As a result, it isn't surprising that the fans and media have put the Astros on virtual ignore. It has even led over the last couple years 790's Matt Thomas and his daily "Obligatory Astros Call" (complete with theme music).

But, looking more closely, it goes beyond just a lack of interest in these current Astros.

In Texas, football is king, but has the margin grown so wide that pro football in Houston literally saturates the airwaves and pages of print? The Chron ran numerous stories about this past week's Texans rookie mini-camp. They went out of their way to discuss, ad nauseam, every detail, every minor injury. On radio, 610, the flagship station of the Texans, dedicates hours of programming every week to Texans coverage even in the offseason. Over on 790, Greg Koch and N.D. Kalu spend two hours every morning talking literally nothing but football.

Certainly, the interest of callers and fans drives coverage, but this is getting a little ridiculous. The Rockets were just in a playoff series they managed to extend to six games despite most of the sports world and all but only the most diehard fans not imagining they would even make the playoffs. During their first-round series, there was EASILY as much coverage of the NFL draft, an event that has created an entire universe unto itself.

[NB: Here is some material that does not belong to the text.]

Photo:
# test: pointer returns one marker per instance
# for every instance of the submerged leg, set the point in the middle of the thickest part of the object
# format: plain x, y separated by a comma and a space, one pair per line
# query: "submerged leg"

It's one thing to dismiss a team like the Astros, one that is struggling to win on the field and find itself off, particularly with a new owner and a bunch of players no one has ever heard of. It's another entirely to cover the workouts of NFL draft picks over a winning pro basketball team, especially with the way the last season ended for the Texans and their general ineptitude since their inception.

I get that there are a lot of football fans in Houston, but have the Rockets' mediocrity, the Astros' horror show and the lack of television broadcasts (only this season so far) caused the gap to grow this wide? Or does the NFL's year-round coverage of every detail of its league and its players lend itself to incessant chatter?

Probably both, but it still makes for really boring sports media, no matter how big a fan of football you might be.